2.1 De klacht houdt, zakelijk weergegeven, in dat verweerster in strijd met artikel 46 Advocatenwet heeft gehandeld doordat zij in de door klager tegen zijn ex-echtgenote aanhangig gemaakte procedure over wijziging van de hoogte van de door hem te betalen kinderalimentatie, voor zijn ex-echtgenote optreedt, terwijl zij in de hieraan voorafgaande echtscheidingsprocedure voor zowel klager als zijn ex-echtgenote was opgetreden.

3.    Feiten

3.1 Voor de beoordeling van de klacht kan, gelet op de stukken en hetgeen ter zitting is verklaard, van het volgende worden uitgegaan.

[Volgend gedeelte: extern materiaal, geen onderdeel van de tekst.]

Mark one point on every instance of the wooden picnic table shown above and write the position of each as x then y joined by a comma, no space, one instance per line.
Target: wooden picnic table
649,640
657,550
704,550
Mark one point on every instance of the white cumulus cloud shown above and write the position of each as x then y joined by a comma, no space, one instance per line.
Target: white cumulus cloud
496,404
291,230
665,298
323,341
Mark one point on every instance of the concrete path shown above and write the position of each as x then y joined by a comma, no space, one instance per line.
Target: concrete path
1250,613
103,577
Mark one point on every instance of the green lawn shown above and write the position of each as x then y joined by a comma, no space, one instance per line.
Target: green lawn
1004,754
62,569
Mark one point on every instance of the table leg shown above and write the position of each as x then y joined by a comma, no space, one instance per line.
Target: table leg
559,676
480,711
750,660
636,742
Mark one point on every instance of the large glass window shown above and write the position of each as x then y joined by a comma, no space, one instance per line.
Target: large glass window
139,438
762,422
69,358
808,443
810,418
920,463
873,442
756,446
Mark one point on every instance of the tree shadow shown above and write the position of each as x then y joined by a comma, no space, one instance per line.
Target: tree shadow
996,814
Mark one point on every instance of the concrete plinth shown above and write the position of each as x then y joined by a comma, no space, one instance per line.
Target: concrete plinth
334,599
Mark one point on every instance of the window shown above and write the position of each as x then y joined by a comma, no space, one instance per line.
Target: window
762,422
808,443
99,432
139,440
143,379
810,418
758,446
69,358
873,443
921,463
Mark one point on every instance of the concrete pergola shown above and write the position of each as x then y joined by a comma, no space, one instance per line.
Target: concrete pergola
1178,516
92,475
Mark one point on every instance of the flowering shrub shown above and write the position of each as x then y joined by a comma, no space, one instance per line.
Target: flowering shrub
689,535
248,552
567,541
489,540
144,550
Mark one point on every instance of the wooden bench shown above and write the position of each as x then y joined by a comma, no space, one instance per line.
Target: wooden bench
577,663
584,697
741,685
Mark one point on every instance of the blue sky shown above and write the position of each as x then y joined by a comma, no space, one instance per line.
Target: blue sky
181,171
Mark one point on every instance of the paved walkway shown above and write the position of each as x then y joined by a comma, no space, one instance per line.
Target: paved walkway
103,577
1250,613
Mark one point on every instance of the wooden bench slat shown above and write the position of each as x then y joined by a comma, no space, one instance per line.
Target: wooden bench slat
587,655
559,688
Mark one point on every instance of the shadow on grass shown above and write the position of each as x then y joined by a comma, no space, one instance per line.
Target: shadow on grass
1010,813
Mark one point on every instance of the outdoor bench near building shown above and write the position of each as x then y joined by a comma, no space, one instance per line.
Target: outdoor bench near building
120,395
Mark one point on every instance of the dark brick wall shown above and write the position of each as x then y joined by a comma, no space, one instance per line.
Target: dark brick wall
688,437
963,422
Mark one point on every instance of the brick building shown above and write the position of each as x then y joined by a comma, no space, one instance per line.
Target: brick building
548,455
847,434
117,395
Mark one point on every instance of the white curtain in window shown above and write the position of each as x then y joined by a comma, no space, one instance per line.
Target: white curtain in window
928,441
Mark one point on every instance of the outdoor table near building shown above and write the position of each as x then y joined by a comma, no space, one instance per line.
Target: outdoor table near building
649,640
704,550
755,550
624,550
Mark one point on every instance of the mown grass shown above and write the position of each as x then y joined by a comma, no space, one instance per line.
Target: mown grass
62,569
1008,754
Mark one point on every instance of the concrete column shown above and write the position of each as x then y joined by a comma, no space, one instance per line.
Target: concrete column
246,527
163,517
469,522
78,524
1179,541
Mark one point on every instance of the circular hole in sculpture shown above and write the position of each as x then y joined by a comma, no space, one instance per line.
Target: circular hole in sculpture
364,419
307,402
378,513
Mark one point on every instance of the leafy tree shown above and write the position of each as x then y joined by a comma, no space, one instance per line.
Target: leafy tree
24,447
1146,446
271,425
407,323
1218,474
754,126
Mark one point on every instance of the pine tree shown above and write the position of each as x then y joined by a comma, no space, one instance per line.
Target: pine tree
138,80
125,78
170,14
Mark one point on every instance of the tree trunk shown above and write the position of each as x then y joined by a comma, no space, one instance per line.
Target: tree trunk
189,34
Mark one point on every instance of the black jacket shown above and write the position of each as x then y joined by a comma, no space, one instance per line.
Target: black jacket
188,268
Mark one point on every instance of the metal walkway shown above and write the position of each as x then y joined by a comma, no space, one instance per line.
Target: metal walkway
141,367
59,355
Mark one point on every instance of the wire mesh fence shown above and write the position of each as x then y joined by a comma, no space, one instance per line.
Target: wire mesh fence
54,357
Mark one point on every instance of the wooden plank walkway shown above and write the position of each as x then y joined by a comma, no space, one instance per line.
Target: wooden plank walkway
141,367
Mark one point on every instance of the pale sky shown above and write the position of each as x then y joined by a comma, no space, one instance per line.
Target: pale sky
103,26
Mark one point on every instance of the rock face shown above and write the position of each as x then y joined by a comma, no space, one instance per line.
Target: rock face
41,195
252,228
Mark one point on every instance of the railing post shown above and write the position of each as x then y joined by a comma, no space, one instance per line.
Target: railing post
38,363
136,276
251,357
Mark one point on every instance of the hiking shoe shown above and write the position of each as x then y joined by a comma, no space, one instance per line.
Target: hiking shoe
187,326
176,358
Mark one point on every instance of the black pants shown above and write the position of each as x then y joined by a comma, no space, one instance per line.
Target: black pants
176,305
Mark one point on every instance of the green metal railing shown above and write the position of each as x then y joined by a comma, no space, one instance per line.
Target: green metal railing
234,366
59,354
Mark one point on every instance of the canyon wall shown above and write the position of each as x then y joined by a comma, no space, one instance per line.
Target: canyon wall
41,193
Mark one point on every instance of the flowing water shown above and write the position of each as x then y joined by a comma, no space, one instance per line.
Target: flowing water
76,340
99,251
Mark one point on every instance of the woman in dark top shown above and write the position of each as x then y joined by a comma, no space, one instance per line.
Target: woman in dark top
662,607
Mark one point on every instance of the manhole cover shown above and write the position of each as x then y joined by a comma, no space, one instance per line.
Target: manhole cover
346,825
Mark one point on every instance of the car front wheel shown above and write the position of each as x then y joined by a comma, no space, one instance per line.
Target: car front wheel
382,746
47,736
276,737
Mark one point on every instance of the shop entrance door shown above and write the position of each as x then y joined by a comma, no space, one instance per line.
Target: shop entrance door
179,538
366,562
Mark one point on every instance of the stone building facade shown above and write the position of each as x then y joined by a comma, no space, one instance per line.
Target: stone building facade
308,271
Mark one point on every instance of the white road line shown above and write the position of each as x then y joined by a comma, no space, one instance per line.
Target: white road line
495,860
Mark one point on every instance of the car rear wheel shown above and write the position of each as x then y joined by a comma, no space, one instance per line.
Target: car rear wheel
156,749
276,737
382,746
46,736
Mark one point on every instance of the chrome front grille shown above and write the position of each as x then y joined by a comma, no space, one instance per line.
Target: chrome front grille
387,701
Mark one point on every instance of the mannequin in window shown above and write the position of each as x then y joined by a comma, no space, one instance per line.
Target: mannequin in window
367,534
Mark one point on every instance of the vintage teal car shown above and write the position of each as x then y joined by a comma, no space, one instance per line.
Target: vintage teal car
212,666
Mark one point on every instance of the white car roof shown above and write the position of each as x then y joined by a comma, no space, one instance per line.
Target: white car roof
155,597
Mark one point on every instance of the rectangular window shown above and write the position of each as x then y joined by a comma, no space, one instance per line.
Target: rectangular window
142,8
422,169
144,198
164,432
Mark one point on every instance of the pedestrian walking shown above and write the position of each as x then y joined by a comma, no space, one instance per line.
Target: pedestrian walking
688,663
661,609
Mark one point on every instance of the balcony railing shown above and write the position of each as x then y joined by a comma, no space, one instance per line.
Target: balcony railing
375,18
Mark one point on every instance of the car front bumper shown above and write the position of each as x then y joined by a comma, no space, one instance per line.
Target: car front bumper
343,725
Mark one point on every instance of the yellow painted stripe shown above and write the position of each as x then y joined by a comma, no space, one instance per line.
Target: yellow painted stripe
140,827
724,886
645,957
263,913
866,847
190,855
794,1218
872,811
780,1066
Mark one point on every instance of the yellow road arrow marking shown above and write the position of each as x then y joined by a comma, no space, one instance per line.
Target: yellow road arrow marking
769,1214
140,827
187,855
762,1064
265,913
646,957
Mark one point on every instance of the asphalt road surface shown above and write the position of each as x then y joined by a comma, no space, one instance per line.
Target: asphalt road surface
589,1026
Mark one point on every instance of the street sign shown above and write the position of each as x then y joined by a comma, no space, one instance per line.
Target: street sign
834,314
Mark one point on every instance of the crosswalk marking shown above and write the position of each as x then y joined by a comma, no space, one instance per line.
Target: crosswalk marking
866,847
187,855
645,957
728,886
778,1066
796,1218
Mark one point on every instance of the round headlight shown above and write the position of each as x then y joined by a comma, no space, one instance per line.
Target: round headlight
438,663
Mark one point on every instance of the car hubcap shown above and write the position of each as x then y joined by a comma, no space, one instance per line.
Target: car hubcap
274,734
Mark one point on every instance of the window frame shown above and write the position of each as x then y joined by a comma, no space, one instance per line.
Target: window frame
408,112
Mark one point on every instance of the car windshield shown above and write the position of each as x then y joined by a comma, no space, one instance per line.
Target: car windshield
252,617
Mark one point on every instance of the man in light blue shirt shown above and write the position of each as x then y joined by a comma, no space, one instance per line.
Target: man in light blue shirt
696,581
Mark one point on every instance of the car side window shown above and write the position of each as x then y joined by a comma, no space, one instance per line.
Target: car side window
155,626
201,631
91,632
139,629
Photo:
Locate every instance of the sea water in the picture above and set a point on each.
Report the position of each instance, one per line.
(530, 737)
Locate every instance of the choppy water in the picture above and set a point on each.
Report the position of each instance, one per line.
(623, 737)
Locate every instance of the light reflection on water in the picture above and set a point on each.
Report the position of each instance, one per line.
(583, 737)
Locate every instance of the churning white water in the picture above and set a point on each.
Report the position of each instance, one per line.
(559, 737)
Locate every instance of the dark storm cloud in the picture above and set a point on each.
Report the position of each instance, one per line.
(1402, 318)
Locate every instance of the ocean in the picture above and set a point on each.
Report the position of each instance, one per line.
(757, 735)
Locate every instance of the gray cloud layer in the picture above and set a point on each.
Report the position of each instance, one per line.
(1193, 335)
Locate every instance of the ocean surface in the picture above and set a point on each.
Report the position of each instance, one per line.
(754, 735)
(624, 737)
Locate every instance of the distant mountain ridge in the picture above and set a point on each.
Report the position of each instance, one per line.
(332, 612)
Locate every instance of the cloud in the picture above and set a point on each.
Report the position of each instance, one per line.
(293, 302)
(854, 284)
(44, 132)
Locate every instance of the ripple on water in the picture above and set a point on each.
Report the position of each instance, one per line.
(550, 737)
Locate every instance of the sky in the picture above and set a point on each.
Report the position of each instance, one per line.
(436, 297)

3.2 Op 9 december 2008 zijn klager en zijn toenmalige echtgenote bij verweerster op kantoor geweest om hun wens hun huwelijk te beëindigen te bespreken.  Zij wilden mediation. Klager en zijn toenmalige echtgenote hadden onderling al overeenstemming bereikt over de meeste onderwerpen. Zij wilden zo snel en zo goedkoop mogelijk scheiden. Verweerster heeft hun toen geadviseerd geen mediation traject in te gaan in verband met de kosten en de overeenstemming die zij al onderling hadden over de in verband met de scheiding te regelen onderwerpen. Zij heeft hen geadviseerd het echtscheidingsverzoek op één van hun beider namen in te dienen, waarbij de ander zich zou refereren aan het verzoek. Volgens verweerster was deze aanpak goedkoper en sneller dan een echtscheiding op gezamenlijk verzoek. Afgesproken is dat het verzoek op naam van de toenmalige echtgenote van klager zou worden ingediend

3.3 Bij brieven van 10 december 2008 die qua inhoud gelijk luiden maar die afzonderlijk zijn geadresseerd aan klager en aan zijn toenmalige echtgenote heeft verweerster geschreven:

“Naar aanleiding van het gesprek op mijn kantoor met u beiden op 9 december jl. laat ik u weten dat ik voor mevrouw zal optreden in een procedure tot echtscheiding.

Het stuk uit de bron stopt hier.